Bester Moment: Ist der, als sie über den inneren Zusammenhalt in der Gesellschaft redet und dabei allzu billige Angriffe auf Flüchtlinge und Migranten abwehrt. Eine Christdemokratin zu sein, heiße für sie, die Menschen nicht danach zu beurteilen, woher sie kämen, wie sie aussehen würden oder an was sie glaubten. "Wir beurteilen Menschen danach, was sie für diese Gemeinschaft einbringen." Der Satz bringt ihr viel Beifall. Und das, obwohl viele im Publikum später auch applaudieren, als Rufe nach einem strengen Umgang mit straffälligen Asylbewerbern laut werden.

Schwerster Augenblick: Kommt ganz zum Schluss, als Jens Spahn noch einmal daran erinnert, dass Kramp-Karrenbauer die gleichgeschlechtliche Ehe nicht nur kritisiert, sondern in ihrer Begründung sogar einen Zusammenhang zum Inzest hergestellt hatte. Kramp-Karrenbauer steht zu der Kritik. Aber in diesem Moment wird deutlich, wie konkret ihre Worte einen Homosexuellen wie Spahn verletzen können. Der von ihr benutzte Vergleich wirkt so kalt und ist so schwer verständlich, dass er ihr noch schaden könnte.
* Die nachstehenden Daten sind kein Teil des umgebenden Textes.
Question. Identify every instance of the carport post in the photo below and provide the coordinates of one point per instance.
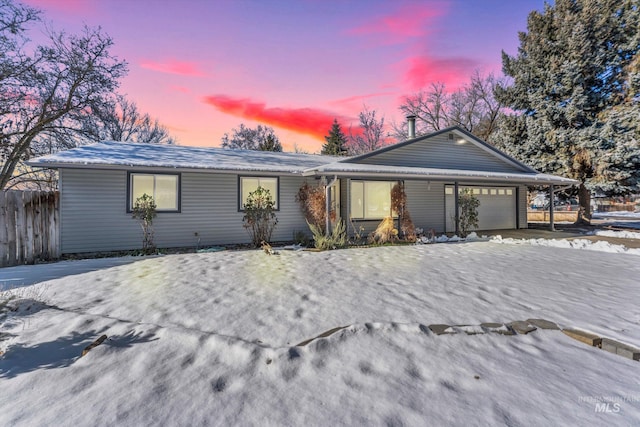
(551, 202)
(456, 210)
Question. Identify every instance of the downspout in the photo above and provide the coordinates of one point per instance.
(327, 200)
(456, 210)
(551, 203)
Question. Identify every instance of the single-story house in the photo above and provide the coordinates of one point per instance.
(199, 192)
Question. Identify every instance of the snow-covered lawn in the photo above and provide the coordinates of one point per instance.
(210, 339)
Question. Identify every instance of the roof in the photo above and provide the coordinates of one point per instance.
(112, 154)
(120, 155)
(343, 169)
(469, 136)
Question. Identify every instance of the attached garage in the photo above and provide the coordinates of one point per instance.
(498, 208)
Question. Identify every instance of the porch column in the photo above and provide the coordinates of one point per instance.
(551, 202)
(327, 210)
(456, 210)
(518, 207)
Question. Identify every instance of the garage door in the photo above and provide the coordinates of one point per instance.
(497, 210)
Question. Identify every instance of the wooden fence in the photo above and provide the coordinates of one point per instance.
(29, 227)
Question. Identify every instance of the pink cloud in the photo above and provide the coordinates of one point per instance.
(407, 22)
(309, 121)
(351, 100)
(182, 68)
(70, 7)
(421, 71)
(181, 89)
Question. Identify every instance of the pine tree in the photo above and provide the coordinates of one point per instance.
(336, 141)
(575, 93)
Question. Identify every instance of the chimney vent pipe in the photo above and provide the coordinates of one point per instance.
(411, 122)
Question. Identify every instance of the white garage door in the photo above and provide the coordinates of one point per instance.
(497, 210)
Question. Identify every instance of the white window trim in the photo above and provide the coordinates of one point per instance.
(276, 197)
(364, 202)
(131, 202)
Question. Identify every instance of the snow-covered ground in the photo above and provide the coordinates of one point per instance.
(210, 339)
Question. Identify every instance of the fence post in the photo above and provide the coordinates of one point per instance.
(4, 239)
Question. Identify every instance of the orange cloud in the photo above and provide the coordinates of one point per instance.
(173, 66)
(309, 121)
(358, 98)
(407, 22)
(423, 70)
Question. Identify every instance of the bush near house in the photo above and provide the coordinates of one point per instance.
(399, 205)
(144, 209)
(259, 216)
(312, 202)
(468, 205)
(336, 240)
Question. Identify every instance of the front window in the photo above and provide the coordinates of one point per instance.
(164, 188)
(371, 199)
(249, 184)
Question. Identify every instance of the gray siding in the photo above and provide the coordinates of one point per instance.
(442, 153)
(94, 217)
(425, 202)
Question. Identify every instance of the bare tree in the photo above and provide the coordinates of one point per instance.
(262, 138)
(49, 91)
(120, 120)
(369, 134)
(473, 107)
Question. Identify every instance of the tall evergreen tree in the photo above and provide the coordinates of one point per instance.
(336, 141)
(575, 92)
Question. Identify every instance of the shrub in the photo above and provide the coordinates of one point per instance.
(144, 209)
(337, 239)
(358, 231)
(259, 216)
(312, 202)
(385, 233)
(399, 206)
(468, 205)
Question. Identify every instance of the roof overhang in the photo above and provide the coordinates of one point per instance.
(152, 168)
(388, 172)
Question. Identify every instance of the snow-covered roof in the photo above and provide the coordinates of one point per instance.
(120, 154)
(406, 172)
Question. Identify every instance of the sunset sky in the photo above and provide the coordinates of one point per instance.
(202, 67)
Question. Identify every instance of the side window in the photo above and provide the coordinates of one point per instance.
(371, 199)
(164, 188)
(249, 184)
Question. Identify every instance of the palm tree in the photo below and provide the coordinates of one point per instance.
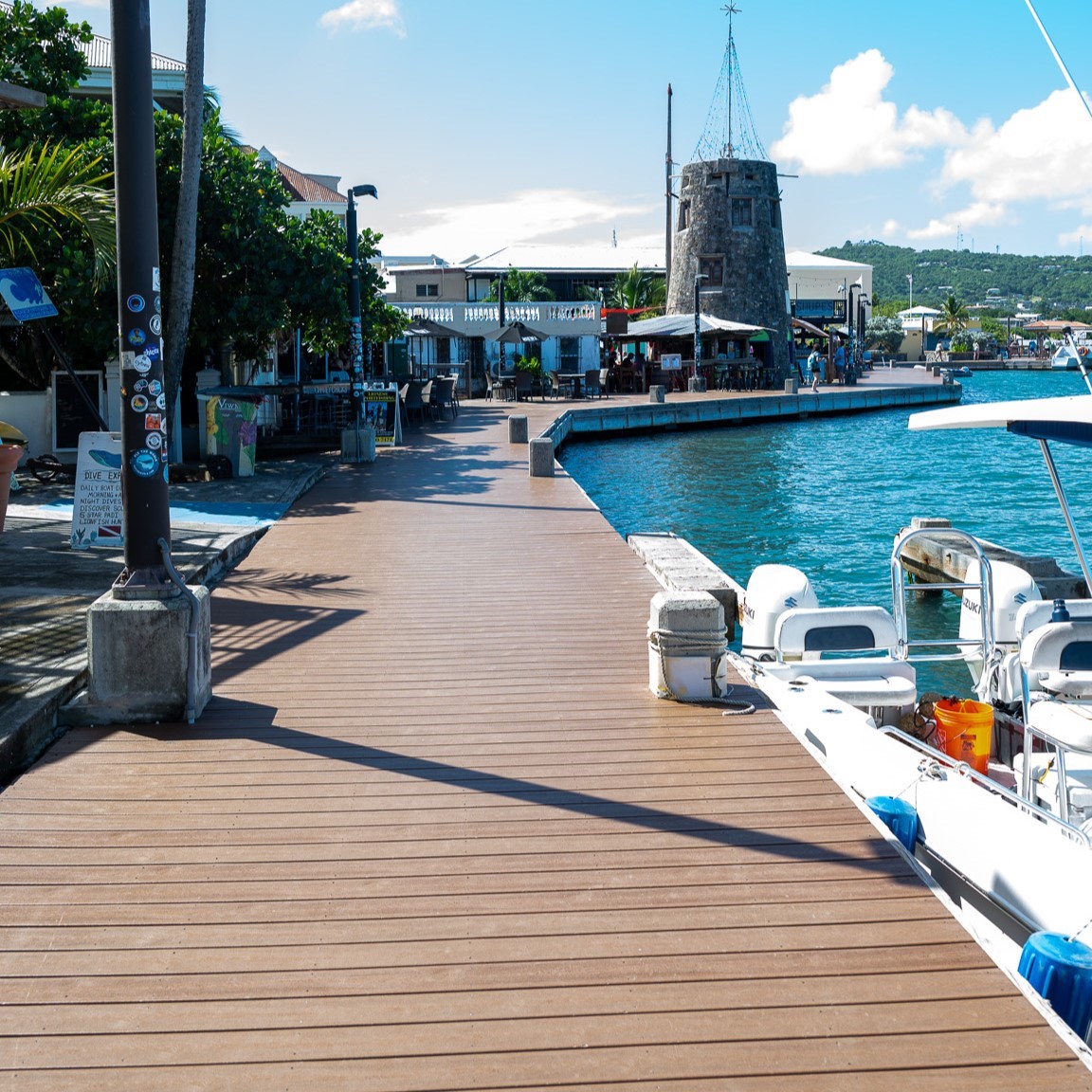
(522, 286)
(638, 289)
(54, 192)
(184, 259)
(954, 318)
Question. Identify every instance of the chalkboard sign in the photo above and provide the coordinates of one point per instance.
(71, 415)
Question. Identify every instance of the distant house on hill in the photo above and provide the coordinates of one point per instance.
(308, 192)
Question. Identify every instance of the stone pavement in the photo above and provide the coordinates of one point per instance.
(46, 587)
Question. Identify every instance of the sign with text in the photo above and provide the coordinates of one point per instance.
(381, 411)
(96, 507)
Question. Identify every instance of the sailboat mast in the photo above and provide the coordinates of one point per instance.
(667, 192)
(1057, 57)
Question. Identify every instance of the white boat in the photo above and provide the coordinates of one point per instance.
(1007, 840)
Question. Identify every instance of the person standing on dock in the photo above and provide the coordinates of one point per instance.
(814, 366)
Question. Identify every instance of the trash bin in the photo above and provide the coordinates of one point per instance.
(231, 429)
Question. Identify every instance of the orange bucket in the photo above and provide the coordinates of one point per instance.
(964, 731)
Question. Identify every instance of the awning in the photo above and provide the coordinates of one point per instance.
(814, 331)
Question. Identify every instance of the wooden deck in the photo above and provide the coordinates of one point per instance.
(435, 833)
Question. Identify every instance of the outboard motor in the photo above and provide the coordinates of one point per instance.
(1012, 587)
(771, 591)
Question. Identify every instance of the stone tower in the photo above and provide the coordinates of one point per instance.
(727, 222)
(728, 228)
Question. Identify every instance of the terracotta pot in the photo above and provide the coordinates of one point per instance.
(9, 454)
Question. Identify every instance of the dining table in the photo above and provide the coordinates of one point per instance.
(574, 378)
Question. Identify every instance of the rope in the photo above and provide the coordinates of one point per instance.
(697, 646)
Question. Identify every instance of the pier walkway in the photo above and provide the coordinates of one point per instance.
(435, 833)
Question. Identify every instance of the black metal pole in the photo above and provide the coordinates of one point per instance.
(355, 338)
(146, 511)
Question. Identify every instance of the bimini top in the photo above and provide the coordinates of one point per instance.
(1065, 419)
Zentrale Botschaften: Mit Blick auf die rasante Digitalisierung von Wirtschaft und Gesellschaft spricht die Generalsekretärin nicht nur über die große Dynamik und die Sorge, dass die Politik zu langsam agiere. Sie will vor allem eine Antwort auf die Frage geben, ob Digitalisierung wirklich in jedem Einzelfall immer gut ist. "Digitalisierung ist kein Selbstzweck", mahnt Kramp-Karrenbauer. "Sie ist gut, wenn sie was für die Menschen bringt." Sie erzählt, dass sie junge Internet-Unternehmer immer wieder mit der Frage nerve, was ihre Geschäftsidee denn nun leiste. Kramp-Karrenbauer will bewusst machen, dass mit dem vermeintlich großen Fortschritt auch Unnützes einhergeht.

Ein zweiter zentraler Punkt, den die CDU-Politikerin hervorhebt: Sie mahnt die Partei eindrücklich, sich mehr für Frauen zu öffnen. Andernfalls würden sich Wählerinnen abwenden. 50 Prozent der Bevölkerung seien Frauen, trotzdem stellten Frauen nur 26 Prozent der Mitglieder und 20 Prozent der Unions-Abgeordneten im Bundestag. "Hier muss was passieren, sonst bekommen wir das zu spüren."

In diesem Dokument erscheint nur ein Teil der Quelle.